Lots of random thoughts this week

  1. Daniel's class heirchy is *really* nice
  2. Looking at Daniel's event handling hierarchy, I think we're both edging towards the same idea. The idea is that the handlers should not have all hte event handing code in them. That's gross. Though it's a bit unclear still, I think the basic idea is to split according to type within the handler and then throw the event to a demultiplexer which will contain the actual handling code. Daniel created the "demux" class to this end. I, still prefering the less static method decided after looking at his to make a "dispatch" interface. I think we're converging here on what we want to do. I also think this idea is much more clean. So you split on event type in the handler, and then you pass it off to a dispatcher/demux class which probably should be organized by semantec groupings like "Input Output," "Error Handling" "Control" or something.
  3. The initial startup and shutdown code always require roughly the same handling. Following the demuxing method above, I think there's another split that could *greatly* simplify things, however, I am having troubles coming to a good division here. Most things have some sort of "init" function. In, you've got at least 3: Constructor, init, and then what you call during the ACTIVATED event. I really don't like that.

    It makes me wonder if there's a better factoring. Thus far, I've come up with trying to factor according to 3 lines -- which is still gross and I think it's the wrong factoring, though I don't have experience thus far to figure it out. i'm spliting between: Serializable startup/shutdown, non-serializable startup/shutdown, running startup/shutdown. This does not seem ideal at all. However, if I can find a decent split, then the service component interface could ostensibly just be inherit, create any init for instantiation, run. Not sure yet. Still need to work on it more...

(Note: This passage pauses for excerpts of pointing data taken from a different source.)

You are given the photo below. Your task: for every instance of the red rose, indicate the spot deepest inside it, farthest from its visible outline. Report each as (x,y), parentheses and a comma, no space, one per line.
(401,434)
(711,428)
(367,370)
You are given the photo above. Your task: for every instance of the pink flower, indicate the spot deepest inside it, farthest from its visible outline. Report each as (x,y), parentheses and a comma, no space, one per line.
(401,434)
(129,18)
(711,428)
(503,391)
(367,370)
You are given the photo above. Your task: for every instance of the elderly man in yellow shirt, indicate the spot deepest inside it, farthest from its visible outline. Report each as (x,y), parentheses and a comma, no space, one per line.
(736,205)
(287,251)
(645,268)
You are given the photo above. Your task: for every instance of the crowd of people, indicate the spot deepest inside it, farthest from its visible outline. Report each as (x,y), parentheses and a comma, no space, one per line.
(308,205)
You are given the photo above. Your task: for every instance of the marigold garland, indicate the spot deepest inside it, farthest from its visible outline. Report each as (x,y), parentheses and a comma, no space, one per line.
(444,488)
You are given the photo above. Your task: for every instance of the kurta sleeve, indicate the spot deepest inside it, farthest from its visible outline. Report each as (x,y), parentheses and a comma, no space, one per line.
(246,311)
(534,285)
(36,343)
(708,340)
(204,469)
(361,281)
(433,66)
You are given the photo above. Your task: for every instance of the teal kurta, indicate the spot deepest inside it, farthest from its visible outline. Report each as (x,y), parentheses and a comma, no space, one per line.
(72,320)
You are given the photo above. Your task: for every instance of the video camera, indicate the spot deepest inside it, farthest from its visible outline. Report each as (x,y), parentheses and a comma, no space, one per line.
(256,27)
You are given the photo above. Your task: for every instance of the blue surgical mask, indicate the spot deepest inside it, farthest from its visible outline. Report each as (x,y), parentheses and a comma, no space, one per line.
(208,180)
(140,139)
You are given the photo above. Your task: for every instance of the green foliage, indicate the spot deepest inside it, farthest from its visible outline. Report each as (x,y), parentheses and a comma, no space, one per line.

  4. Is java.lang.reflect really that slow? If I was querying RTTI, I could see it taking forever, but after getting a reference to a method, invoking it should be failry fast shouldn't it? Assuming that, I think the dynamic event dispatching method should be really fast...
  5. pico rules
  6. It might be nice if one could split tuples according to their semantec meaning. What I mean is that Simple Input/Ouput events are more similar than EnvironmentEvents, but they're all typed events. Then again, this is a very fuzzy area and there isn't likely to be any good way to split this in a general sense (other than making a table or something), but on can always dream (about Go boards and monkeys nonetheless).